Figure 1 : Victim Ratio vs Police Training Hours

# Create data table of final set for temp use
df_final_temp <- df_final %>%
  group_by(State) %>%
  summarise(total_population = sum(Population, na.rm = TRUE)) %>%
  na.omit()

#Add columns for population to victim rate and training total hours
ptmpv <- ptmpv %>% 
  mutate(Victims_TotalPop = Victims/df_final_temp$total_population) %>%
  mutate(TotalTraining = basic_training + as.numeric(field_training)) 

# Graph 
ggplot(ptmpv, aes(x = TotalTraining, y = Victims_TotalPop)) +
  geom_point() +
  geom_smooth(method = "lm", se = FALSE, formula = y ~ x) +
  stat_poly_eq(formula = y ~ x, 
               aes(label = paste(..rr.label.., sep = " ~ ")),
               parse = TRUE,
               size = 4) +  
  labs(title = "Victim Ratio vs Total Police Training Hours",
       x = "Total Training Hours",
       y = "Victims to Total Population Ratio") +
  theme_minimal()
## Warning: The dot-dot notation (`..rr.label..`) was deprecated in ggplot2 3.4.0.
## ℹ Please use `after_stat(rr.label)` instead.
## This warning is displayed once every 8 hours.
## Call `lifecycle::last_lifecycle_warnings()` to see where this warning was
## generated.

Figure 2 : Victim Ratio vs Field Training Hours

#Graph 
ggplot(ptmpv, aes(x = as.numeric(field_training), y = Victims_TotalPop)) +
  geom_point() +
  geom_smooth(method = "lm", se = FALSE, formula = y ~ x) +
  stat_poly_eq(formula = y ~ x, 
               aes(label = paste(..rr.label.., sep = " ~ ")),
               parse = TRUE,
               size = 4) +  
  labs(title = "Victim Ratio vs Field Police Training Hours",
       x = "Field Training Hours",
       y = "Victims to Total Population Ratio") +
  theme_minimal()

Figure 3 : Victim Ratio vs Basic Training Hours

#Graph 
ggplot(ptmpv, aes(x = as.numeric(basic_training), y = Victims_TotalPop)) +
  geom_point() +
  geom_smooth(method = "lm", se = FALSE, formula = y ~ x) +
  stat_poly_eq(formula = y ~ x, 
               aes(label = paste(..rr.label.., sep = " ~ ")),
               parse = TRUE,
               size = 4) +  
  labs(title = "Victim Ratio vs Basic Police Training Hours",
       x = "Basic Training Hours",
       y = "Victims to Total Population Ratio") +
  theme_minimal()

Figure 4 : Victim Ratio vs County Density

# Create data table of final set for temp use
df_final_temp <- df_final %>%
  group_by(State) %>% 
  mutate(total_population = sum(Population, na.rm = TRUE)) %>%
  mutate(Victims = coalesce(Victims, 0))

# Graph 
ggplot(df_final_temp, aes(x = Density,
  y = Victims/df_final_temp$total_population)) +
  geom_point() +
  geom_smooth(method = "lm", se = FALSE, formula = y ~ x) +
  stat_poly_eq(formula = y ~ x, 
               aes(label = paste(..rr.label.., sep = " ~ ")),
               parse = TRUE,
               size = 4) +  
  labs(title = "Victim Ratio vs US County Density",
       x = "Density per sq mi",
       y = "Victims to Total Population Ratio") +
  theme_minimal()
## Warning: Removed 117 rows containing non-finite values (`stat_smooth()`).
## Warning: Removed 117 rows containing non-finite values (`stat_poly_eq()`).
## Warning: Removed 117 rows containing missing values (`geom_point()`).

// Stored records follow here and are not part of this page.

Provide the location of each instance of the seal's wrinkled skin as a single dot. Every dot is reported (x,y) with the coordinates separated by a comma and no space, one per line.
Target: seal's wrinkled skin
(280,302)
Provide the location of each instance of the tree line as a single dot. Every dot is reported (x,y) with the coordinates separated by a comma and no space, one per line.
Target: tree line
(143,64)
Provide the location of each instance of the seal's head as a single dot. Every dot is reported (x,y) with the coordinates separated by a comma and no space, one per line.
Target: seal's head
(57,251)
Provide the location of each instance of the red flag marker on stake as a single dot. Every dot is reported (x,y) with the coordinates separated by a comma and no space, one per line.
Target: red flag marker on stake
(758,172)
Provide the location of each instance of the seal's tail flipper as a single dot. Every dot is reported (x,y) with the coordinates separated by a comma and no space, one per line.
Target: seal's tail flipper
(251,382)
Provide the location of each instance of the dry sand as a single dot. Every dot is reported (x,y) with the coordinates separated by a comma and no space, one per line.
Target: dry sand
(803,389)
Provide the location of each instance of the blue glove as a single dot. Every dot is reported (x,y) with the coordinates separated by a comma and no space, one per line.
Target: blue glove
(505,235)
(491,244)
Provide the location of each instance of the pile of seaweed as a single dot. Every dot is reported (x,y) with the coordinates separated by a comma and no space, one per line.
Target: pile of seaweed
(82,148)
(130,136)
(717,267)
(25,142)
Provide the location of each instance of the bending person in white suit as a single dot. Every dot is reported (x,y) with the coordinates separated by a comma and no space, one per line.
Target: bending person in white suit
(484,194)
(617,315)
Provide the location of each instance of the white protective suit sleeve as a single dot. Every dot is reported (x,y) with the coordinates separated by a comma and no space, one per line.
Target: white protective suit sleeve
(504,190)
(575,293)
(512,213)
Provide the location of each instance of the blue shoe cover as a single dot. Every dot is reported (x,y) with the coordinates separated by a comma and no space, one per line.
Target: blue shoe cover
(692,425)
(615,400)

Figure 5 Victim Ratio and County density

df_final_temp <- df_final %>%
  group_by(State, Density_c) %>%  # Group by both State and Density
  summarise(total_population = sum(Population, na.rm = TRUE),
            Victims = sum(coalesce(Victims, 0)))  %>%
  filter(!is.na(Density_c))
## `summarise()` has grouped output by 'State'. You can override using the
## `.groups` argument.
# Graph with geom_bar
ggplot(df_final_temp, aes(x = Density_c,
  y = (Victims/total_population)*100000,
  fill=factor(Density_c))) +  
  geom_bar(stat = "identity") +
  labs(title = "Victim Ratio and US County Density Category",
       x = "Density Category",
       y = "Victims to per 100,000 population",
       fill = "Desnity Category") +
  theme_minimal()

Figure 6 : Washington Victims vs County Density

# Create data table of final set for temp use
df_final_temp <- df_final %>%
  filter(State == "Washington") %>% #Change State here
  mutate(Victims = coalesce(Victims, 0))

# Graph 
ggplot(df_final_temp, aes(x = Density,
  y = Victims/Population*10000)) +
  geom_point() +
  geom_smooth(method = "lm", se = FALSE, formula = y ~ x) +
  stat_poly_eq(formula = y ~ x, 
               aes(label = paste(..rr.label.., sep = " ~ ")),
               parse = TRUE,
               size = 4) +  
  labs(title = "Victim Ratio vs Washington's County Density",
       x = "Density per sq mi",
       y = "Victims per 10,000",
       color = "") +
  theme_minimal()
## Warning: Removed 1 rows containing non-finite values (`stat_smooth()`).
## Warning: Removed 1 rows containing non-finite values (`stat_poly_eq()`).
## Warning: Removed 1 rows containing missing values (`geom_point()`).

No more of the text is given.